Luksus własnego zdania Jana Rokity: Europa za truciem żywności
We wtorek, 6 lutego, Komisja Europejska ogłosiła bezwarunkową kapitulację w sprawie zatrutej chemicznie żywności. Podczas sesji Parlamentu Europejskiego w Strasburgu pani von der Leyen ogłosiła, że Komisja wycofuje projekt prawa, które miało zobowiązać kraje członkowskie do zmniejszenia zużycia w rolnictwie pestycydów o połowę do roku 2030.
Już wcześniej Komisja dała silny sygnał, iż porzuca plany walki nawet z najbardziej trującymi pestycydami, dając zezwolenie na produkcję i stosowanie w Europie glifosatu aż na całych dziesięć następnych lat. Niemożliwy do wytłumaczenia absurd tej sytuacji polega na tym, że w tym samym czasie, gdy walcząca o „zielony ład” Unia Europejska zezwala na chemiczne trucie europejskiej żywności glifosatem, amerykańskie sądy nakładają niebotyczne kary i odszkodowania na koncern Bayer, dowodząc, iż produkowany przezeń preparat Roundup, oparty na glifosacie, zabija Amerykanów. Właśnie dopiero co sąd w Filadelfii zaasądził najwyższe w historii odszkodowanie z tego tytułu na kwotę 2,25 miliarda dolarów (!!!), doprowadzając niemal do ruiny sławny niemiecki koncern.

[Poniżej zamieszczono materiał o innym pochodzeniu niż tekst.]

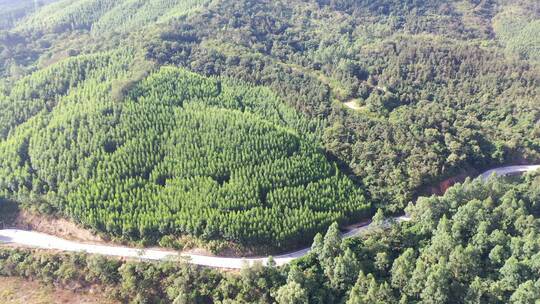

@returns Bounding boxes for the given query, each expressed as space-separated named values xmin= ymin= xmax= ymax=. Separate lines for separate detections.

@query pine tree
xmin=310 ymin=233 xmax=323 ymax=257
xmin=391 ymin=248 xmax=416 ymax=291
xmin=330 ymin=248 xmax=359 ymax=292
xmin=275 ymin=281 xmax=308 ymax=304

Powód, dla którego rzekomo „zielona” Unia zapałała teraz na powrót miłością do trujących pestycydów, jest jasny: są nim czerwcowe wybory europejskie. Dla chadeckiej międzynarodówki EPP, której czołowym politykiem jest pani von der Leyen, kluczowe są głosy europejskich farmerów. Tymczasem zaś mocno ideologiczna polityka „zielonego ładu”, która stała się sztandarem Unii pod rządami von der Leyen, doprowadziła farmerów do prawdziwej furii. I na cztery miesiące przed wyborami przez niemal całą Europę, z Francją i Niemcami na czele, przetaczają się zuchwałe protesty farmerów, wobec których rządy okazują bezradność. Tysiące olbrzymich traktorów blokują miasta i lotniska; na autostradach atakowani są kierowcy ciężarówek, z których przemocą wyrzucana jest transportowana żywność; największe metropolie Europy - Paryż i Berlin - żyją w strachu przed rozwścieczonymi i nieliczącymi się z nikim farmerami. Przerażony tym wszystkim przywódca EPP, Manfred Weber, zmusił więc swoich europosłów, aby wywarli presję na Komisję Europejską. No i właśnie możemy obserwować efekt owej presji.
Każdy jako tako przytomny Europejczyk, nieuwiedziony dotąd fanatyzmem ideologii klimatycznej, jest świadom, iż zielona polityka von der Leyen obfituje w oczywiste absurdy. Takie choćby, jak plan nagłej likwidacji sa-mochodów spalinowych albo dążenie do zakazu wykorzystywania gazu w gospodarstwach domowych i gospodarce. Ale jeśli polityka „zielonego ładu” miała od początku jakiś sensowny, czy wręcz konieczny dla zwykłych ludzi wątek, to był nim właśnie plan ograniczania obecności chemicznych trucizn w żywności, po to, aby stopniowo podnosić jakość naszego jedzenia. Takich właśnie trucizn, jak sławetny Roundup, bezkarnie rozlewany na polach Europy, gdyż potrafi zabijać całą niepożądaną przez farmerów roślinność. Teraz wiemy już, że z takimi truciznami potrafi bezpardonowo walczyć Ameryka, której żywność nigdy nie miała u nas dobrej reputacji, właśnie z powodu panującego za oceanem przemysłowego sposobu produkcji rolnej. Ale u nas, w ponoć zielonej i ekologicznej Europie, trującej chemii będzie w jedzeniu jeszcze więcej. Tylko dlatego, że odpowiada to partyjnym interesom elity, która trzyma obecnie władzę w Unii. I nie zamierza jej oddać ani po tych, ani po żadnych następnych wyborach.